Diuris basaltica, commonly known as little golden moths, or small golden moths is a species of orchid which is endemic to Victoria. The species has suffered a catastrophic reduction in range and distribution as a result of clearing for agriculture, then by urban expansion until only about four hundred plants remain in the wild.

==Description==
Diuris basaltica is a tuberous, perennial herb 60-150 mm tall with between three and seven linear, green leaves, each 30-100 mm long and 1-2 mm wide. There are up to three bright golden yellow to orange-yellow flowers, 15-20 mm wide with a few dark streaks. The flowers often do not open widely and lean downwards. The dorsal sepal is 7-12 mm long, 6-8 mm wide and more or less erect. The lateral sepals curve downwards, 10-16 mm long, 1.5-2.5 mm wide. The ear-like petals are egg-shaped, 6-10 mm long, 3.5-6 mm wide with a green stalk, 3-4 mm long. The labellum has three lobes, the lateral ones small, wedge-shaped and pimply. The middle lobe is broadly egg-shaped, 7-10 mm long, 7-11 mm wide with two widely separated ridges near the base and a central ridge extending almost to its tip. Flowering occurs from September to October.

==Taxonomy and naming==
Diuris basaltica was first formally described in 2006 by David Jones and the description was published in Australian Orchid Review. The specific epithet (basaltica) is a Latin word referring to the soils derived from basalt in which this orchid grows.
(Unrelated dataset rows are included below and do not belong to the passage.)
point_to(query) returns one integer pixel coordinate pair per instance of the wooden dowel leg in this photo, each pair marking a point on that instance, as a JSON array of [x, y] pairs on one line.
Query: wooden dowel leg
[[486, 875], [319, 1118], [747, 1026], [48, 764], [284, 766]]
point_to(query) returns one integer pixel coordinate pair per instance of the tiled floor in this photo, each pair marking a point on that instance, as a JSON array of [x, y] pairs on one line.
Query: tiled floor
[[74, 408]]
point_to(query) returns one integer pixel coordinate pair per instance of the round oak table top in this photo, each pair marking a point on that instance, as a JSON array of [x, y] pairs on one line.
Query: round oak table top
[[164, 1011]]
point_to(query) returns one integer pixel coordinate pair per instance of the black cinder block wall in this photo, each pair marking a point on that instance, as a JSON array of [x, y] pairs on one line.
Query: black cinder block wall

==Distribution and habitat==
Little golden moths grows with kangaroo grass on eastern parts of the basalt plain to the west of Melbourne. The orchid once had a wider distribution on the volcanic plains of south-western Victoria but has suffered a catastrophic decline, firstly due to clearing of its habitat for agriculture and later by urbanisation.

==Conservation==
Diuris basaltica only survives in three populations, the largest of which includes about 400 plants on private property. Only five plants are conserved in a reserve and another two plants occur in the third population on private land. The main threats to the species are habitat loss, disturbance to or destruction of plants, grazing, weed invasion and altered fire regimes. The species is listed as "endangered" under the Victorian Flora and Fauna Guarantee Act 1988 and the Australian Government Environment Protection and Biodiversity Conservation Act 1999.